L'annonce de Silvia détendit visiblement Dulcie, même si une pointe d'inquiétude demeurait dans son regard. « Et maintenant ? Tu prévois quoi ? » demanda-t-elle, prudente. Elle savait que si Silvia ne l'avait pas contactée, elle l'aurait probablement fait elle-même, persuadée qu'elle ne pouvait traverser seule ce moment décisif.
« Je vais d'abord prendre de la distance », répondit Silvia en observant le paysage défiler. « Et toi ? Comment va la boîte ? »
Depuis trois ans, sa vie avait tourné autour de Neil. Elle avait laissé MY Corporation, la maison de mode qu'elle avait bâtie, entre les mains des actionnaires. Elle n'en surveillait plus les comptes, ne regardait plus les rapports, vivant uniquement des dividendes qui continuaient d'arriver. Elle s'était persuadée qu'elle avait encore le contrôle, mais tout en elle savait qu'elle s'était éloignée de ce qui avait jadis forgé son identité.
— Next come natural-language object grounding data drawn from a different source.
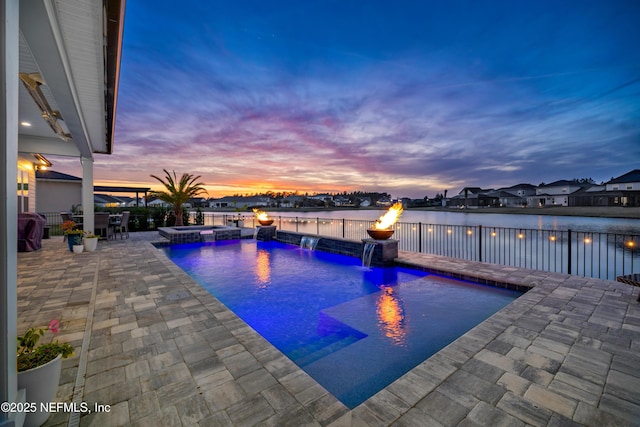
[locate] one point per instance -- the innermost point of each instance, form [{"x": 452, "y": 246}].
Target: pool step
[
  {"x": 321, "y": 348},
  {"x": 333, "y": 336}
]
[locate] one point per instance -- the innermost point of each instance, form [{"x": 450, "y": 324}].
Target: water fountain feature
[
  {"x": 308, "y": 242},
  {"x": 207, "y": 236},
  {"x": 367, "y": 253}
]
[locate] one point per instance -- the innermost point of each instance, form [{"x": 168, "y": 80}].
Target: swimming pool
[{"x": 353, "y": 329}]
Le changement brusque d'expression de Dulcie fut suffisant pour comprendre que quelque chose clochait. Elle inspira longuement avant de répondre d'un ton volontairement évasif : « On parlera de ça quand tu iras mieux. Après ta pause. »
Silvia pinça légèrement les lèvres. Ce silence révélait plus de choses qu'il n'en cachait. Pourtant, l'idée de reprendre son rôle lui inspirait une fatigue profonde. « Très bien. Dans ce cas, allons directement à l'aéroport », trancha-t-elle.
« Tu pars où ? »
« Je n'en ai aucune idée. Je choisirai la destination sur place. »
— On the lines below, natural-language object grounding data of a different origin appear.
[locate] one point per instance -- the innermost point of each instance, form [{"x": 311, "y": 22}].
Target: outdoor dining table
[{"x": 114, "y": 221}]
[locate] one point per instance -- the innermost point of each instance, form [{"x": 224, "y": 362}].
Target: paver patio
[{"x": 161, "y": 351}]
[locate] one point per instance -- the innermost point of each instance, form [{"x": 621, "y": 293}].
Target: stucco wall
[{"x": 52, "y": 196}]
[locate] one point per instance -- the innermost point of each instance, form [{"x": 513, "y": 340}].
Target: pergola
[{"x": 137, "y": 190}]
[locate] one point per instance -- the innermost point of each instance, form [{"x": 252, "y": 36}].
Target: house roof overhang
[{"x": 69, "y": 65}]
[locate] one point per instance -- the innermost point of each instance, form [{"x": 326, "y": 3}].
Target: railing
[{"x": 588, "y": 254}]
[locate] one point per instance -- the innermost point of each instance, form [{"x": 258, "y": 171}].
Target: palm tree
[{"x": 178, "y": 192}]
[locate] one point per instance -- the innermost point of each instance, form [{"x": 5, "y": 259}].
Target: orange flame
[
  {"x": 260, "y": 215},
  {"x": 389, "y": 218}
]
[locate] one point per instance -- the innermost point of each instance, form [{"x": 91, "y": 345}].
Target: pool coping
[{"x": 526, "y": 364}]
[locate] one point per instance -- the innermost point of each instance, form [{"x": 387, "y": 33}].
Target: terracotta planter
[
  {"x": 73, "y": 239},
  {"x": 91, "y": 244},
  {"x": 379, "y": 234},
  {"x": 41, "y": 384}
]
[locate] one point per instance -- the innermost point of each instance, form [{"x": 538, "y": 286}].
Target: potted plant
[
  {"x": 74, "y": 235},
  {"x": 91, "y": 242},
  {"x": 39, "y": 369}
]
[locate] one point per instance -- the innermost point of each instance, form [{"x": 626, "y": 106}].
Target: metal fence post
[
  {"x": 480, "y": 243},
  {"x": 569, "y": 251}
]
Ses doigts tapotaient distraitement la portière, trahissant une lassitude qu'elle tentait de masquer. Dulcie soupira. Même une femme aussi brillante, aussi indépendante que Silvia pouvait perdre pied lorsqu'un attachement prenait trop de place.
Arrivées à l'aéroport, Silvia descendit et s'appuya quelques secondes contre la portière avant de se tourner vers son amie. « Peux-tu faire livrer ma valise au manoir d'Elm Bay ? Côté nord. »
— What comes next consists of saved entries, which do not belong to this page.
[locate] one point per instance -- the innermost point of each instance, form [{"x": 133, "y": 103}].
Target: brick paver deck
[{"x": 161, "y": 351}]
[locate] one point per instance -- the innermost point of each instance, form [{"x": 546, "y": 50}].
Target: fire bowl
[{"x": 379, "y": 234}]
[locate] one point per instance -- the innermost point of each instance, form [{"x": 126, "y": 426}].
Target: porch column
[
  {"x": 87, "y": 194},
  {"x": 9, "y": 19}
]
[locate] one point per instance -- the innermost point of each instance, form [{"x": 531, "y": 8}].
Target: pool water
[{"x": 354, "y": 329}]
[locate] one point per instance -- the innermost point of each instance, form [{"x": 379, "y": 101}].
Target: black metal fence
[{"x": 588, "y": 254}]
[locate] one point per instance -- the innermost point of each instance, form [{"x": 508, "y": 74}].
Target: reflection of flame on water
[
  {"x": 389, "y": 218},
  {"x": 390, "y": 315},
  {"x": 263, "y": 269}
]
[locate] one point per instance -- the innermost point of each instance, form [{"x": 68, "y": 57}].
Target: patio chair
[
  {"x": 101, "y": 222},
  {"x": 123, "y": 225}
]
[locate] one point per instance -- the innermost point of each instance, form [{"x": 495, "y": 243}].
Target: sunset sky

« Bien sûr. Tu t'absentes longtemps ? »
« Un mois, peut-être. »
« Alors je serai là à ton retour », promit Dulcie.
Silvia répondit par un signe de la main avant de disparaître à l'intérieur du terminal.
Un mois s'était écoulé. À Ceattle, dans une salle de conférence impersonnelle de la Remus Corporation, Neil écoutait distraitement les responsables de service qui présentaient leurs projections pour le trimestre suivant. Son expression restait impassible, froide, concentrée, jusqu'à ce que le téléphone posé à côté de lui vibre. En voyant le nom s'afficher, ses sourcils se froncèrent.
Melanie Hopkins.
Il se leva aussitôt. « Pause de cinq minutes », annonça-t-il. Il quitta la salle, décrocha et la voix outrée de sa mère jaillit aussitôt :
« Neil ! Je suis allée plusieurs fois au manoir pour voir Silvia. Elle n'y est jamais ! Qu'est-ce que vous avez encore fait ? Est-ce qu'elle m'évite ?! »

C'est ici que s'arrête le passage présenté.